Successivamente, la questione divenne politica fino all’istituzione della giornata, che porto’ alla creazione dell’Agenzia per la Protezione Ambientale degli Stati Uniti e all’approvazione di altre leggi ambientali prime nel loro genere, tra cui il National Environmental Education Act, l’Occupational Safety and Health Act, e la legge sull’aria pulita. Due anni dopo il congresso approvo’ il Clean Water Act. Il piu’ importante accordo internazionale sul clima, quello raggiunto a Parigi nel dicembre 2015 alla Cop21 per limitare l’aumento della temperatura terrestre entro 1,5 gradi rispetto al livello preindustriale, fu aperto alla firma dei Paesi Onu proprio in una “giornata della terra”, il 22 aprile 2016.

Quest’anno l’Onu, che in inglese la chiama “giornata della madre terra”, sottolinea che “Madre Terra sta chiaramente sollecitando un invito all’azione. La natura sta soffrendo. Gli oceani si riempiono di plastica e diventano piu’ acidi. Il caldo estremo, gli incendi e le inondazioni hanno colpito milioni di persone.

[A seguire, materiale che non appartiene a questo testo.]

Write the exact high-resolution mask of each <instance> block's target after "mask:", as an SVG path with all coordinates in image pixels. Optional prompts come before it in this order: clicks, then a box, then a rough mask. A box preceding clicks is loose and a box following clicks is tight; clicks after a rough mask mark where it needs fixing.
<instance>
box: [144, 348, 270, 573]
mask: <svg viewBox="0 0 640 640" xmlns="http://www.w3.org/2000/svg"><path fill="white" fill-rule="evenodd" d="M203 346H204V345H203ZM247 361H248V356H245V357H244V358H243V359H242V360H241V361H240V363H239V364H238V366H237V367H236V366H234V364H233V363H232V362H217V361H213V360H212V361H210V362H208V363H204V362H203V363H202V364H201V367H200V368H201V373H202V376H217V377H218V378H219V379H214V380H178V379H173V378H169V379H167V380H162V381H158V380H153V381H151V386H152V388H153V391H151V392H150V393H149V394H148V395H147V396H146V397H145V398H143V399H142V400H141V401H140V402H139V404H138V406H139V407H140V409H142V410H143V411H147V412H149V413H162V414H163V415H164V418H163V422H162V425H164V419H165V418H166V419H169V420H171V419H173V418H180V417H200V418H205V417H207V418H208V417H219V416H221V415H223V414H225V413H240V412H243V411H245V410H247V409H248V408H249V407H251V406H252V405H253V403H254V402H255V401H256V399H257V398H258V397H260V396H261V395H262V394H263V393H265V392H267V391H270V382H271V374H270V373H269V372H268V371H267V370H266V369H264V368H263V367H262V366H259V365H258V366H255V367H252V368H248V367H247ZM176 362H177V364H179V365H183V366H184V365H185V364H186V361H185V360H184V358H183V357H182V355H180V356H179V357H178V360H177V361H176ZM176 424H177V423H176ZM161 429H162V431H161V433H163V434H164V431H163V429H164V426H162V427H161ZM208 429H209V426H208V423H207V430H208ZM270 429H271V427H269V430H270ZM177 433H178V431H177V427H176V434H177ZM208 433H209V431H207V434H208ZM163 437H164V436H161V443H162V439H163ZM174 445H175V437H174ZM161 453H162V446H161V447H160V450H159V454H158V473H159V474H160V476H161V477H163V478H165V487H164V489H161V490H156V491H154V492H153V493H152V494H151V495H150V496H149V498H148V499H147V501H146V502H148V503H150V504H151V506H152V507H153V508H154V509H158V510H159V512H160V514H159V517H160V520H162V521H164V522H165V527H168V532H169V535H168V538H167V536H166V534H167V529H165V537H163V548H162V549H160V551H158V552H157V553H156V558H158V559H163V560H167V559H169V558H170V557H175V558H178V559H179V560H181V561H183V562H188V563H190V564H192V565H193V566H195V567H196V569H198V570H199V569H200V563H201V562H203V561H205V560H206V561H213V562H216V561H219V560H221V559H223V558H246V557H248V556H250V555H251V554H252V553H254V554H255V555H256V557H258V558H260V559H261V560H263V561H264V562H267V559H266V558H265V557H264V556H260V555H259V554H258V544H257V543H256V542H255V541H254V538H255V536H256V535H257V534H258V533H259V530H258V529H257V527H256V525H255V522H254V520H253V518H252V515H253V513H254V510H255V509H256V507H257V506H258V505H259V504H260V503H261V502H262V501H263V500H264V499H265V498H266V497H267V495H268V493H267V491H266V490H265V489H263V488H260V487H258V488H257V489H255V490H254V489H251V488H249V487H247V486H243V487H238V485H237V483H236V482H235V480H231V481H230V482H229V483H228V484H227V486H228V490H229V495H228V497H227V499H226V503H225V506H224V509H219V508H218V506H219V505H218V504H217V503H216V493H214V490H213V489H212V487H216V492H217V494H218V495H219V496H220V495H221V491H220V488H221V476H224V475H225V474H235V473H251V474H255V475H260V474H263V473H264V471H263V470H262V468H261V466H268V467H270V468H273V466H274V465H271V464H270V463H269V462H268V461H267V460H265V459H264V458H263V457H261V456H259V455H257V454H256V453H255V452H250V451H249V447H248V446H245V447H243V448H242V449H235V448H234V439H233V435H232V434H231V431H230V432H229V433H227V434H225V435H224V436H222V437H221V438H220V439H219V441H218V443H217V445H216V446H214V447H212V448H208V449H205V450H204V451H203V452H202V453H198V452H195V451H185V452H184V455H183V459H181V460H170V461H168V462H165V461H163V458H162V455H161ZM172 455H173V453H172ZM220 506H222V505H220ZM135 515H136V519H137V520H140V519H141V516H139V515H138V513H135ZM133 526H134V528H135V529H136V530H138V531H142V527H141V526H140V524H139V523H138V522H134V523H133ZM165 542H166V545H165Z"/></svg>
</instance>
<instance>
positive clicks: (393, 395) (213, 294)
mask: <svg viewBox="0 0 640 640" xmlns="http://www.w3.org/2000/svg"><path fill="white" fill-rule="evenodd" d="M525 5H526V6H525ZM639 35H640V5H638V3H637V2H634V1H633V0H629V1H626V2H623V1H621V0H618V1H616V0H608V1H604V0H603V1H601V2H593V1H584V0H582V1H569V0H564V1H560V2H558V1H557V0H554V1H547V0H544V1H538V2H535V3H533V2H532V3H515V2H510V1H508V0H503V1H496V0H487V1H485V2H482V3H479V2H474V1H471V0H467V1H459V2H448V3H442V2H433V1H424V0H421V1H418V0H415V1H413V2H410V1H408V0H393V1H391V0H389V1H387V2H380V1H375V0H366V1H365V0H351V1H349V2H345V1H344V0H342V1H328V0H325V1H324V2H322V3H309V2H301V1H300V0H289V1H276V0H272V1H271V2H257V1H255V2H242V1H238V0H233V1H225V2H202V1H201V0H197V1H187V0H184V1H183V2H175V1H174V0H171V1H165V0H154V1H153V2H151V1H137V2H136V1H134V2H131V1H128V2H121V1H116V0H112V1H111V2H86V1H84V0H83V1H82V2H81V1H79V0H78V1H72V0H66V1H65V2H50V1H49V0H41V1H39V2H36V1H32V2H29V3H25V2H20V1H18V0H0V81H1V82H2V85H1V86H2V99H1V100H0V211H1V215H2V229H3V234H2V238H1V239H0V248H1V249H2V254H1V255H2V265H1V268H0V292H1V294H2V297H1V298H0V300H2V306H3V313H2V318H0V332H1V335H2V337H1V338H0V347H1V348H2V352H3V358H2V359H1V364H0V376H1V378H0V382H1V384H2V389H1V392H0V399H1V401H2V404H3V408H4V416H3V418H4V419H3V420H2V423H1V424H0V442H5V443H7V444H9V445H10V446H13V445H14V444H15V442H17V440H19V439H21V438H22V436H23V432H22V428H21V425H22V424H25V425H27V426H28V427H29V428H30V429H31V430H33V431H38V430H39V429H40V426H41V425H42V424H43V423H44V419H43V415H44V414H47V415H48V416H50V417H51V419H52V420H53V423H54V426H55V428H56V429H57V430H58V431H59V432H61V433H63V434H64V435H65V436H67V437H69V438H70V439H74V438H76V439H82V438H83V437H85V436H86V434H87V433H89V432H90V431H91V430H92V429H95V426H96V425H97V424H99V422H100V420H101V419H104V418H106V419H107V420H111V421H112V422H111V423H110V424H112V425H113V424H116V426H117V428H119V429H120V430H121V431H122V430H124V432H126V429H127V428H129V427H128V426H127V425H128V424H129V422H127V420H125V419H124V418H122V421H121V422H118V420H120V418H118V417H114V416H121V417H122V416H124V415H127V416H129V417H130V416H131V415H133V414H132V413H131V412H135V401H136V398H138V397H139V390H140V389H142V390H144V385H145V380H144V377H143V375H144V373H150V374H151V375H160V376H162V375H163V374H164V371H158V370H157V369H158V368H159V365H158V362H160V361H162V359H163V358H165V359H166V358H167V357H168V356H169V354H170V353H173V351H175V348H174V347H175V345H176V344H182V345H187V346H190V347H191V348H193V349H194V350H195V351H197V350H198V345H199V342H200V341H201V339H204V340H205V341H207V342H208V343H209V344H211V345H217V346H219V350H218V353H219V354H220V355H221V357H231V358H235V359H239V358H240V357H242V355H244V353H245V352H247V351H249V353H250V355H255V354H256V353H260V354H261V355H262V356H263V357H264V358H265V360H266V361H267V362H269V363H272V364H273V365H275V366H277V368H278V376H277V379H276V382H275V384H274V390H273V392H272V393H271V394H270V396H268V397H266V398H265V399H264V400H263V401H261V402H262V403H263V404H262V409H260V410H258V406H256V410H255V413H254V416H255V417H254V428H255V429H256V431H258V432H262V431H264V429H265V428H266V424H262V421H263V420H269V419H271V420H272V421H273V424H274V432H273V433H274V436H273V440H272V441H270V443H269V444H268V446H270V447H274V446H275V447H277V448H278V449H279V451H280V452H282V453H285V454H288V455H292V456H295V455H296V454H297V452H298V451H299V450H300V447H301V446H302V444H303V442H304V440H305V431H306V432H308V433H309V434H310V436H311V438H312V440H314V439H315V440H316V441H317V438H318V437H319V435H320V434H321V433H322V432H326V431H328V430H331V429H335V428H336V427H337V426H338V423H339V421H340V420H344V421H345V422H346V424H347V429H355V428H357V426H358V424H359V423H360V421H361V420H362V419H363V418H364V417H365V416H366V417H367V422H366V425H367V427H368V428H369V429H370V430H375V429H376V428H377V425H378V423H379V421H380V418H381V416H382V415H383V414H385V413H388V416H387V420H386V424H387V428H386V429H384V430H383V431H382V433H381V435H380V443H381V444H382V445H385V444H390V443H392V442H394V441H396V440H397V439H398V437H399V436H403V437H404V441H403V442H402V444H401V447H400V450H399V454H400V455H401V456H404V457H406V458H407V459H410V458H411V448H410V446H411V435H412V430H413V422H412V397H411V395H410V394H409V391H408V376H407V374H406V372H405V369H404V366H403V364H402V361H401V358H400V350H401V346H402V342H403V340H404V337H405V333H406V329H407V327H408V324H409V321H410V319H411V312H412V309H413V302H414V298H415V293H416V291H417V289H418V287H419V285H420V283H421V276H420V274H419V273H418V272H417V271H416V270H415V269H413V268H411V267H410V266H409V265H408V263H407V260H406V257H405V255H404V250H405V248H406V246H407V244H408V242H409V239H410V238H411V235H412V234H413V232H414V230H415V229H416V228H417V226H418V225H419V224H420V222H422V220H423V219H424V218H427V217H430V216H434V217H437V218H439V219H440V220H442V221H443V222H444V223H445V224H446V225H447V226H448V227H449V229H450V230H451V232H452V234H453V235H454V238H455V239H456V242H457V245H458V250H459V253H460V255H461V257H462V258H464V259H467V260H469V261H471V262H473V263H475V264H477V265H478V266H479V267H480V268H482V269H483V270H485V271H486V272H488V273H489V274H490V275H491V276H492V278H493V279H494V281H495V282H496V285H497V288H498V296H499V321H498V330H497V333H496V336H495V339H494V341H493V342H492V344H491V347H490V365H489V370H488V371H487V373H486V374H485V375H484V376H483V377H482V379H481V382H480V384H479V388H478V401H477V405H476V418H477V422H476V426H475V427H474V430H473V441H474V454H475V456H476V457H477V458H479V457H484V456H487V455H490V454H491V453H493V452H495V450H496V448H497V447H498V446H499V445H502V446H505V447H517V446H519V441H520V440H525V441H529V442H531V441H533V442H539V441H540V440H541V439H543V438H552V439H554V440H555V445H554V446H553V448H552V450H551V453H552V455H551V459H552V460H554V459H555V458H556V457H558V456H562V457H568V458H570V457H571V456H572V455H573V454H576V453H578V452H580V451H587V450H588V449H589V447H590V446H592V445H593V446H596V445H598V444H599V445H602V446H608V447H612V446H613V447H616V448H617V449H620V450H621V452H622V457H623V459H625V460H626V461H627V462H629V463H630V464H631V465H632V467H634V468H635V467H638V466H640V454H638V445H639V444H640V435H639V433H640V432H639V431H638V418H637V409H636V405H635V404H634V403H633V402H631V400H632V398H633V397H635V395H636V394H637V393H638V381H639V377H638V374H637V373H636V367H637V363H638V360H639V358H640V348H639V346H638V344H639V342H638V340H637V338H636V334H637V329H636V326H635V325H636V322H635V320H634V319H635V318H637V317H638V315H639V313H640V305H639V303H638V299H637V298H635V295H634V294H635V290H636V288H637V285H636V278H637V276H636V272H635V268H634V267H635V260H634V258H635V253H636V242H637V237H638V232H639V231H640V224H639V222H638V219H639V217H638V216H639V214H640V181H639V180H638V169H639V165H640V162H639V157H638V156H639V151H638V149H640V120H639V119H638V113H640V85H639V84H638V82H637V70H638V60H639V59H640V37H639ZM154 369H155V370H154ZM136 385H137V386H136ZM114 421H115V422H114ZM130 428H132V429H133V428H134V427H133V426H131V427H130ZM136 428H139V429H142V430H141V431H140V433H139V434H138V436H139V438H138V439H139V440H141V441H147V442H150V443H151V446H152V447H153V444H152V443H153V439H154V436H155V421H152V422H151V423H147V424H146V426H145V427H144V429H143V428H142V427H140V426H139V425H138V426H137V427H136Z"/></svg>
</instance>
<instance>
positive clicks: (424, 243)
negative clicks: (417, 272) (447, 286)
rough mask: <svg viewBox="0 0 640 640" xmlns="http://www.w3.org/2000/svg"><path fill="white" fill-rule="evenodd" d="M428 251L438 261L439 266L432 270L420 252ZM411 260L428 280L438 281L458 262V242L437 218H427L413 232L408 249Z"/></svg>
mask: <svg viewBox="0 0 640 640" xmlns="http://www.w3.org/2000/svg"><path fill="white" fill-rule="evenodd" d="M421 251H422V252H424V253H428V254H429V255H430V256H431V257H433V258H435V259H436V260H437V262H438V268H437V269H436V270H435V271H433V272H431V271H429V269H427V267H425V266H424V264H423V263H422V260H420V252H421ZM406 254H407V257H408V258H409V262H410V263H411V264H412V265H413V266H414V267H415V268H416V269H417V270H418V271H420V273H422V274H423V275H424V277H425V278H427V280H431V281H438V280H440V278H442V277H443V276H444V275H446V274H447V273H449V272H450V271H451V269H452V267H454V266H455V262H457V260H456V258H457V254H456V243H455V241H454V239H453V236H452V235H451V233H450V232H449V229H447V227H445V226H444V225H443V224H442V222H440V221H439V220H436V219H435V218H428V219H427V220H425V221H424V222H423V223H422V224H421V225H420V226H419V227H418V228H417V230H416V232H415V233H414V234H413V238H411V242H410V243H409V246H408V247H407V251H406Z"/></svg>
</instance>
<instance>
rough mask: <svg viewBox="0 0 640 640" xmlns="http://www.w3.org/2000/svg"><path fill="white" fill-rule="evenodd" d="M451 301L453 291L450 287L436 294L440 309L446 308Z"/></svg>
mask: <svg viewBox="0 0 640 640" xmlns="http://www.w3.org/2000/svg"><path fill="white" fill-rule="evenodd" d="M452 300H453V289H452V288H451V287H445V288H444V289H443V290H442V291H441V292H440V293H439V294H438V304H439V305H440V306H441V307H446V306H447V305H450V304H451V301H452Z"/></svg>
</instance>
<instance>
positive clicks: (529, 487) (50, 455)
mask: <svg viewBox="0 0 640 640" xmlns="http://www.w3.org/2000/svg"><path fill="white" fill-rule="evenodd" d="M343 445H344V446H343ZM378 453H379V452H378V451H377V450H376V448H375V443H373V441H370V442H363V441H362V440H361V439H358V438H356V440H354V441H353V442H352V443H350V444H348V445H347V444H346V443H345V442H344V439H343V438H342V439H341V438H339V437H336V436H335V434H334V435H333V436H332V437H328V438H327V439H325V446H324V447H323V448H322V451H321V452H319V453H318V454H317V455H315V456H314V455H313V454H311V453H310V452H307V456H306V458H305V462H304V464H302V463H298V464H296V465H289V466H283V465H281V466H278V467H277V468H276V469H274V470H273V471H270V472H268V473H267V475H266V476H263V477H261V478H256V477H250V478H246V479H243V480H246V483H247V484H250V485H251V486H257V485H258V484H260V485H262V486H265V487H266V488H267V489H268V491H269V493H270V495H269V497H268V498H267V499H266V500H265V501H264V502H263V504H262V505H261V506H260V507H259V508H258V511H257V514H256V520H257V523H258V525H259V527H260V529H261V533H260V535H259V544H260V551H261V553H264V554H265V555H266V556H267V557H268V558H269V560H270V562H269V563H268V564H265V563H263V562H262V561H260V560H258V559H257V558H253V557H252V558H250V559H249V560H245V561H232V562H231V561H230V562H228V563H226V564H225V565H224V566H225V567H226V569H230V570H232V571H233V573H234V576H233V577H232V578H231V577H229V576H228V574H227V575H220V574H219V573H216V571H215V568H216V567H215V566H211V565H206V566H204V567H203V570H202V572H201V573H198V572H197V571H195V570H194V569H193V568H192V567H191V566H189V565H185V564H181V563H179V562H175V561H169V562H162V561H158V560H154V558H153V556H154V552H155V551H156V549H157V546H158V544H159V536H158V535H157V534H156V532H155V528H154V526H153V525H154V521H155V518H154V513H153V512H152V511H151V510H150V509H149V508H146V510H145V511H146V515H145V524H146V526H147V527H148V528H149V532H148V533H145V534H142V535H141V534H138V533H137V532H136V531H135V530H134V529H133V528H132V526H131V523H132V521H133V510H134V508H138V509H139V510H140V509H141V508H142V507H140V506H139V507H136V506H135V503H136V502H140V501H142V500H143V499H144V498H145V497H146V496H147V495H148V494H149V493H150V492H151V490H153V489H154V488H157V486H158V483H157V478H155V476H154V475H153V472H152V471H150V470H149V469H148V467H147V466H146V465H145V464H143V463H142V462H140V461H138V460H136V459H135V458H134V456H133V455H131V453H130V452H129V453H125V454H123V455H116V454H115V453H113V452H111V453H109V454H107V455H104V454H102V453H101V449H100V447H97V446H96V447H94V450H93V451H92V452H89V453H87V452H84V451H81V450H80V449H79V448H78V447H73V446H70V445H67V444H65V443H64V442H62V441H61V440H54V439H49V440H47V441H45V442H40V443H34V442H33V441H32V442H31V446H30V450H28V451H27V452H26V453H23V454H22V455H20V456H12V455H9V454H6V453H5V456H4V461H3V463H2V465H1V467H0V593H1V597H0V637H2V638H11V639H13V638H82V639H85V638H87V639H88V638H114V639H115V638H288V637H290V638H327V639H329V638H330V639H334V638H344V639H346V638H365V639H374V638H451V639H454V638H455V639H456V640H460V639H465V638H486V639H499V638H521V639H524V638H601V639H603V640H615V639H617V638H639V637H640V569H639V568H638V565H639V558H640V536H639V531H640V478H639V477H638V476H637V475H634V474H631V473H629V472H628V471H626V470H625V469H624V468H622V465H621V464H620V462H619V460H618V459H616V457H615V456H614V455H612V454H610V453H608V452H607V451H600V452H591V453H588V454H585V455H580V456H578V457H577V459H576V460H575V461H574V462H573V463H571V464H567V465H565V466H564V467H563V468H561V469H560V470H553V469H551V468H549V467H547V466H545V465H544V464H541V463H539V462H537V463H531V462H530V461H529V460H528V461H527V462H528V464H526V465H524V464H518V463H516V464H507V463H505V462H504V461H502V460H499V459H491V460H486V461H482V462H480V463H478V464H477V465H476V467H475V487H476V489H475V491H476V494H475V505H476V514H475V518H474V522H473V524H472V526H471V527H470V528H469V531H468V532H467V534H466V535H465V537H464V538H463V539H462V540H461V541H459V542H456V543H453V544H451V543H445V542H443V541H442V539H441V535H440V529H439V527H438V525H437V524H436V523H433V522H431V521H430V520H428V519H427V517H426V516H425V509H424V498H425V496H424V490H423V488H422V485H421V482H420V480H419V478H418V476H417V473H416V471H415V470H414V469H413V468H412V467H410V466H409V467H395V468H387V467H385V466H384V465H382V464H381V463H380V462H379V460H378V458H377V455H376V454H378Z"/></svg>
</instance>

I cambiamenti climatici, i cambiamenti naturali causati dall’uomo e i crimini che distruggono la biodiversita’, come la deforestazione, il cambiamento dell’uso del territorio, l’intensificazione dell’agricoltura e della produzione di bestiame o il crescente commercio illegale di specie selvatiche, possono accelerare la velocita’ di distruzione del pianeta”.

L’Onu ricorda anche che quella di oggi “e’ la terza Giornata della Terra celebrata nell’ambito del Decennio delle Nazioni Unite per il ripristino degli ecosistemi. Gli ecosistemi supportano tutta la vita sulla Terra. Piu’ sani sono i nostri ecosistemi, piu’ sano e’ il pianeta e i suoi abitanti. Il ripristino dei nostri ecosistemi danneggiati aiutera’ a porre fine alla poverta’, a combattere il cambiamento climatico e a prevenire l’estinzione di massa. Ma ce la faremo solo se tutti daranno il loro contributo”, e’ l’appello delle Nazioni Unite.